The proportion of patients with completely restored sense of smell is presented in Table 6. It should be noted that in group 1 the frequency and speed of smell recovery is significantly higher compared to group 2 and the average time is 10 days. Thus, in group 1, at the moments of day 5, day 11 and day 21, 32.5% (13 participants), 67.5% (27 participants) and 97.5% of patients (that is, 39 out of 40 participants) already had a restored sense of smell . In group 2 at the time of day 5 there were no patients with complete restoration of smell; at Day 11 and Day 21, complete recovery of smell was observed in only 45.0% (18 participants) and 57.5% (i.e., 23 of 39 participants) of patients. By day 30, these differences began to level out due to the fact that in group 2 the restoration of smell also began.

Table 6

Group Parameter Proportion of patients with complete recovery of smell by day 5 Proportion of patients with complete recovery of smell by day 11 Proportion of patients with complete recovery of smell by day 21 Proportion of patients with complete recovery of smell by day 30 Group 1 (N = 40) Yes 13 (32.50%) 95% CI: 17.72 – 51.84 27 (67.50%) 95% CI: 48.16 – 82.28 39 (97.50%) 95% CI: 82.94 – 99.68 39 (97.50%) 95% CI: 82.94 – 99.68 No 26 (65.00%) 95% CI: 45.72 – 80.37 12 (30.00%) 95% CI: 15.86 – 49.35 0 (0.00%) 95% CI: 0.00 – 13.03 0 (0.00%) 95% CI: 0.00 – 13.03 Group 2 (N = 40) Yes 0 (0.00%) 95% CI: 0.00 – 13.03 18 (45.00%) 95% CI: 27.68 – 63.62 23 (57.50%) 95% CI: 38.65 – 74.39 28 (70.00%) 95% CI: 50.65 – 84.14 No 29 (72.50%) 95% CI: 53.19 – 85.95 11 (27.50%) 95% CI: 14.05 – 46.81 6 (15.00%) 95% CI: 5.89 – 33.23 1 (2.50%) 95% CI: 0.32 – 17.06 p (between groups) 0.002 (chisq)* 0.720 (chisq) 0.004(f)* 0.426(f)

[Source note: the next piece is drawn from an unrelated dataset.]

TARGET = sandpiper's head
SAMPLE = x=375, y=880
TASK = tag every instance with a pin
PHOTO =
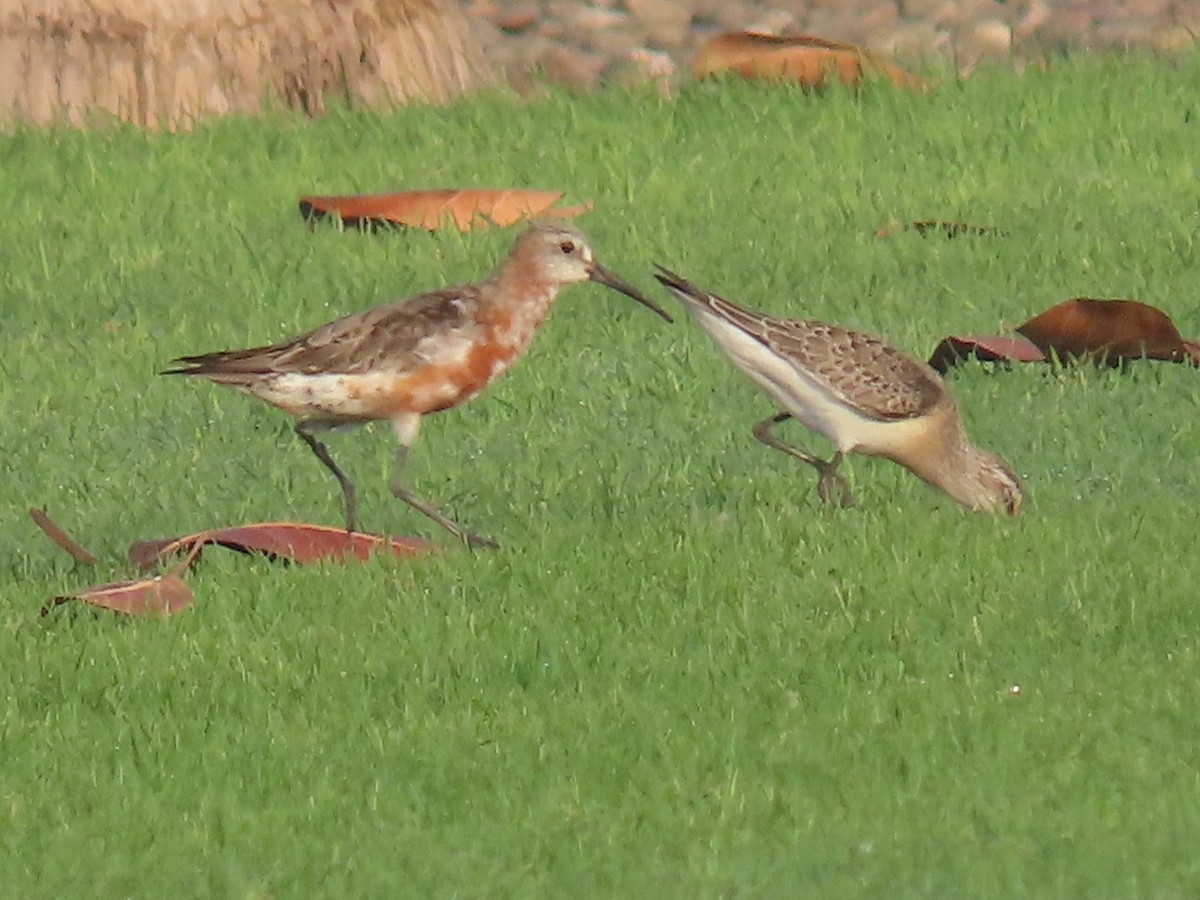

The proportion of patients with partially restored sense of smell is presented in Table 7. In both populations, differences in favor of group 1 were detected on day 5 and day 21.

Table 7

Group Parameter Proportion of patients with partial recovery of smell by day 5 Proportion of patients with partial recovery of smell by day 11 Proportion of patients with partial recovery of smell by day 21 Proportion of patients with partial recovery of smell by day 30 Group 1 (N = 40) Yes 23 (57.50%) 95% CI: 38.65 – 74.39 26 (65.00%) 95% CI: 45.72 – 80.37 37 (92.50%) 95% CI: 75.96 – 97.96 37 (92.50%) 95% CI: 75.96 – 97.96 No 14 (35.00%) 95% CI: 19.63 – 54.28 11 (27.50%) 95% CI: 14.05 – 46.81 0 (0.00%) 95% CI: 0.00 – 13.03 0 (0.00%) 95% CI: 0.00 – 13.03 Group 2 (N = 40) Yes 9 (22.50%) 95% CI: 10.59 – 41.57 23 (57.50%) 95% CI: 38.65 – 74.39 25 (62.50%) 95% CI: 43.32 – 78.42 29 (72.50%) 95% CI: 53.19 – 85.95 No 21 (52.50%) 95% CI: 34.15 – 70.20 7 (17.50%) 95% CI: 7.38 – 36.09 5 (12.50%) 95% CI: 4.49 – 30.28 1 (2.50%) 95% CI: 0.32 – 17.06 p (between groups) 0.018 (chisq)* 0.756 (chisq) 0.015(f)* 0.448(f)

Thus, the study demonstrated the high clinical effectiveness of the investigational drug Semax® in the treatment of anosmia developing against the background of COVID-19.

Claims (1)

The use of a peptide of the formula Met-Glu-His-Phe-Pro-Gly-Pro (Semax) as a therapeutic agent for anosmia developing against the background of COVID-19.